Andy is an experienced Chairman and NED offering a proven track record and a rare set of insights in improving and realising equity value. He has 25 years of experience in financing and refinancing with a range of institutionally funded and quoted companies. In recent years and amongst other appointments, Andy has served as Chairman of Shearings (www.shearings.com) and is presently the Senior Independent NED of UK Coal (www.ukcoal.com).
1) Having served as a non-executive across a wide variety of industries, what have you found to be similar and different for each of these NED roles?

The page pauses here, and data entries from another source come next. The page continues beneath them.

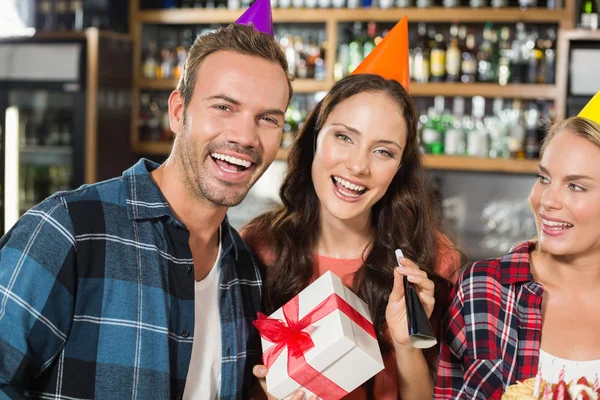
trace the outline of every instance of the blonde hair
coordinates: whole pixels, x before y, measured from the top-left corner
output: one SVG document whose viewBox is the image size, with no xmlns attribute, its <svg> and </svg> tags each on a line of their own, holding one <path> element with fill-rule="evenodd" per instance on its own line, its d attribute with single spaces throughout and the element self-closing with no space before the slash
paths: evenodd
<svg viewBox="0 0 600 400">
<path fill-rule="evenodd" d="M 187 109 L 192 100 L 200 64 L 207 56 L 219 50 L 234 51 L 278 63 L 288 80 L 288 101 L 292 98 L 292 78 L 288 73 L 288 63 L 283 50 L 275 39 L 266 33 L 257 31 L 254 26 L 231 24 L 206 35 L 198 36 L 192 44 L 177 84 L 177 90 L 183 96 L 184 109 Z"/>
<path fill-rule="evenodd" d="M 600 124 L 582 117 L 571 117 L 565 119 L 562 122 L 554 124 L 548 134 L 544 138 L 542 143 L 542 149 L 540 151 L 540 158 L 544 154 L 544 150 L 548 147 L 548 144 L 554 139 L 560 132 L 569 131 L 575 136 L 582 137 L 588 142 L 600 147 Z"/>
</svg>

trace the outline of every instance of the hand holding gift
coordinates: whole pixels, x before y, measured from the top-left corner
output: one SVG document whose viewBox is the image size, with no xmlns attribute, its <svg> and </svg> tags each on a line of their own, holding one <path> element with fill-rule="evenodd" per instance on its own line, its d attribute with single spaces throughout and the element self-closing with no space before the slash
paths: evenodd
<svg viewBox="0 0 600 400">
<path fill-rule="evenodd" d="M 331 272 L 254 324 L 269 368 L 267 392 L 277 399 L 304 390 L 308 398 L 338 400 L 384 367 L 367 305 Z"/>
</svg>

In the final analysis, business is pretty simple – you need to sell goods or services for more than they cost you over a long period of time. It’s no different for any company and the successful ones never lose sight of the basics – whatever the complexities and details of the particular sector happen to be. The great variable is people and how they deal with the associated challenges. Every board I have worked with has had a markedly different character and approach. The job of the NED is understand that character and to help the board focus on the fundamentals.

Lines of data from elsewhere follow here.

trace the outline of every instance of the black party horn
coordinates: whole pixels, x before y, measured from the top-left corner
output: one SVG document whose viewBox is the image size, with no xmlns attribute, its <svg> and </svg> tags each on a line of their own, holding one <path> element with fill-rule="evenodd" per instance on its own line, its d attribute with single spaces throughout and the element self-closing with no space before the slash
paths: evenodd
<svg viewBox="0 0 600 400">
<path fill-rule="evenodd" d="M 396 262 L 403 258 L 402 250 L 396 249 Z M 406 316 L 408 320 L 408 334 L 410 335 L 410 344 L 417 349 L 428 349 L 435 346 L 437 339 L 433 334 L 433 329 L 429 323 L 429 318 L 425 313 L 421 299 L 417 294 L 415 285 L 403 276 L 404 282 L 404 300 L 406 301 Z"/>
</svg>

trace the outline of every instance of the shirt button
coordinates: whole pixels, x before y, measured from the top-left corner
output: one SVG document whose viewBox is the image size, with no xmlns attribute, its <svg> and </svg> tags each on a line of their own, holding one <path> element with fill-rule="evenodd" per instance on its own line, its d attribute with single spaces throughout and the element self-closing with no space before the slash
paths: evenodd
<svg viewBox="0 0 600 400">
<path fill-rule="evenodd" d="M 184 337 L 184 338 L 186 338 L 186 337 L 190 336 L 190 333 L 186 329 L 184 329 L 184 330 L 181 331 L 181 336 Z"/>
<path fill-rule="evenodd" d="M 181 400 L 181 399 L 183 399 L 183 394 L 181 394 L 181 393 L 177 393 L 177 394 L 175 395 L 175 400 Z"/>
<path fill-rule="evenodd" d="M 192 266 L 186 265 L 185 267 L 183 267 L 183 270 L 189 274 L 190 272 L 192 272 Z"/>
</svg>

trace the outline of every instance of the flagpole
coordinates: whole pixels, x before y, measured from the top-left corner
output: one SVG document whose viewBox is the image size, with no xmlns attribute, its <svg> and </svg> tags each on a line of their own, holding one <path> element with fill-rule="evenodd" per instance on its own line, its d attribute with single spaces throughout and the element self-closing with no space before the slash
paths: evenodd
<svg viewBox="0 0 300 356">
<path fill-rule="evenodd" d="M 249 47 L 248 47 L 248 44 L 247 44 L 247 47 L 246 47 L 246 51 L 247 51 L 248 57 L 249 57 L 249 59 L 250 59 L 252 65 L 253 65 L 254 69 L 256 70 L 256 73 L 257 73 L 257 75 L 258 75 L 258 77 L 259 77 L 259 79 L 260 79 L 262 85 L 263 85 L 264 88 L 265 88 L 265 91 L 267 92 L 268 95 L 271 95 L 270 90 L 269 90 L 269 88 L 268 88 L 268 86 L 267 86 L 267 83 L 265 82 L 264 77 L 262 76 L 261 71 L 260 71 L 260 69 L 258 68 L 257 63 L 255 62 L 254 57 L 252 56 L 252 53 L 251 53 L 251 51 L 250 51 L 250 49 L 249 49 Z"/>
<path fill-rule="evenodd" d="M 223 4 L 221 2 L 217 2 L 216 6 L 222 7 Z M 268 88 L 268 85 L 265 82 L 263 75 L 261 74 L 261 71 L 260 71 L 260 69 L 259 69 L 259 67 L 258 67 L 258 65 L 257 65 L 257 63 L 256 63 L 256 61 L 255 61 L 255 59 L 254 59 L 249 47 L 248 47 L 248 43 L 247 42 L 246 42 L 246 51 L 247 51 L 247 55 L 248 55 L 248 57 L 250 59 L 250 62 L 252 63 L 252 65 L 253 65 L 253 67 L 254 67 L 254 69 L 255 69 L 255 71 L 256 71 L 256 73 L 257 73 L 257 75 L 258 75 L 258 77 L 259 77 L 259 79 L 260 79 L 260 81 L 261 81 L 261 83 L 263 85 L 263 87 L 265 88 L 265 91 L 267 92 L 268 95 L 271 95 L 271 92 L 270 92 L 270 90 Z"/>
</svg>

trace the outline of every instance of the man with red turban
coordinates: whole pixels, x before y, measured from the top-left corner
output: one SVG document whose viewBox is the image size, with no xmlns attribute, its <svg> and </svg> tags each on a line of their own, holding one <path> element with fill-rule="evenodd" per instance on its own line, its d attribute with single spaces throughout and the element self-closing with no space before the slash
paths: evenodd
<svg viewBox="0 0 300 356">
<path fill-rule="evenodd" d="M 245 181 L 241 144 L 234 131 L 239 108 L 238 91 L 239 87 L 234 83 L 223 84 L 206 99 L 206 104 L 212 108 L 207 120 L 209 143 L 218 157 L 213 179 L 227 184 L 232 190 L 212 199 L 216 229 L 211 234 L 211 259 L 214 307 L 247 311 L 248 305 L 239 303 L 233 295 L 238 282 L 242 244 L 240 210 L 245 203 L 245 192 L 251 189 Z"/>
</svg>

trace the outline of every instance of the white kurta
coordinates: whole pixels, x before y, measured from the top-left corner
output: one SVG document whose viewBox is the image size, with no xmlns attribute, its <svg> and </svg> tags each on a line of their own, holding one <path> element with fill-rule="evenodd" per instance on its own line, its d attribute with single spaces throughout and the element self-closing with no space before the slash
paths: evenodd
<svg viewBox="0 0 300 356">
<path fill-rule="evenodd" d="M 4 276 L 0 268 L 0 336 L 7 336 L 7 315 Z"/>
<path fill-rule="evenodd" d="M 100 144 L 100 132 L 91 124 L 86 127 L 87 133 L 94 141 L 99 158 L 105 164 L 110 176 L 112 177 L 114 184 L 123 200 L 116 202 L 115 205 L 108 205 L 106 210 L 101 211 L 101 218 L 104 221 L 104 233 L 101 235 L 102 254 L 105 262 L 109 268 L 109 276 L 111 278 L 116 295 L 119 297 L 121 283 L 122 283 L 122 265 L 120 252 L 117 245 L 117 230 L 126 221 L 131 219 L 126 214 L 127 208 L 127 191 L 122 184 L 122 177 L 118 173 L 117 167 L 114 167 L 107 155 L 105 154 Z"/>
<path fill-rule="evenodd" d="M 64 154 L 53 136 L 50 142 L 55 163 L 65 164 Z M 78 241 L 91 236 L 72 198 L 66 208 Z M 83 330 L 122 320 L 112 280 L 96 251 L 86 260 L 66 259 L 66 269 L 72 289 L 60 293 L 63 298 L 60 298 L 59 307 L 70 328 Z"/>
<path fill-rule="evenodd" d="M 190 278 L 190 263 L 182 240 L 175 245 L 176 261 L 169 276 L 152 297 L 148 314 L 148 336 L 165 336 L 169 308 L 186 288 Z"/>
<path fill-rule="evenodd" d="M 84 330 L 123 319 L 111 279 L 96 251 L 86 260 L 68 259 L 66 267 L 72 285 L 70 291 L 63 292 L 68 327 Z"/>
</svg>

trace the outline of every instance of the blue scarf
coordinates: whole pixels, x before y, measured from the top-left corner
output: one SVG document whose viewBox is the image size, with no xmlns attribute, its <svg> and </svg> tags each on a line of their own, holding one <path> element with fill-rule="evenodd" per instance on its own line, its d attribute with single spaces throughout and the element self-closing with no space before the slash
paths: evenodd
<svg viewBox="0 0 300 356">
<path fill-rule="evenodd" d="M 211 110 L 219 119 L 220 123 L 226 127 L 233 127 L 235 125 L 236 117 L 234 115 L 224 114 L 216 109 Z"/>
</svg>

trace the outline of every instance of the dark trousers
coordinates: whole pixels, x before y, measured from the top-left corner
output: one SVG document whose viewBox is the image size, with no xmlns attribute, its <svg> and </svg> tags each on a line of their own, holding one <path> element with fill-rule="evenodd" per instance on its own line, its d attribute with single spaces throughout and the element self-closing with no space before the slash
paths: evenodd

2) What do you look for when you join a new board? I.e. what elements draw you to a particular board?
In my individual case I tend to enjoy working with strong, open characters. I find frank discussions are typically much more creative and effective if they are managed well. Obviously it’s also important to feel that the board you are working with is ethically sound (I haven’t come across many that weren’t) and to have ready access to the relevant data. The other thing I look for is a board with a clear sense of challenge and that explicitly wants to achieve some tangible positive change in the mid term. A clear sense of purpose is tremendously important.
3) What was the biggest learning curve you went through when you first became a non-executive?
The biggest initial challenge was to learn how to operate effectively in a non-executive role having spent much of my prior career as a ‘hands on’ executive. It’s a different style of doing things. The focus is on listening, advising and supporting executive management. Delivered well, this approach can be hugely effective.
4) How do you ensure that you continue to be current in your non-executive role?
I listen a great deal to the executives and professional advisors that I work with. I enjoy learning and it motivates me. When something changes in a market, the law, or whatever, I will research it. Where I need more help I will go to someone who knows and get up to speed. I think that when you don’t want to learn any more it’s probably time to retire!
Staying current is an important aspect of being a non-executive director. Readers, are you current in your respective roles?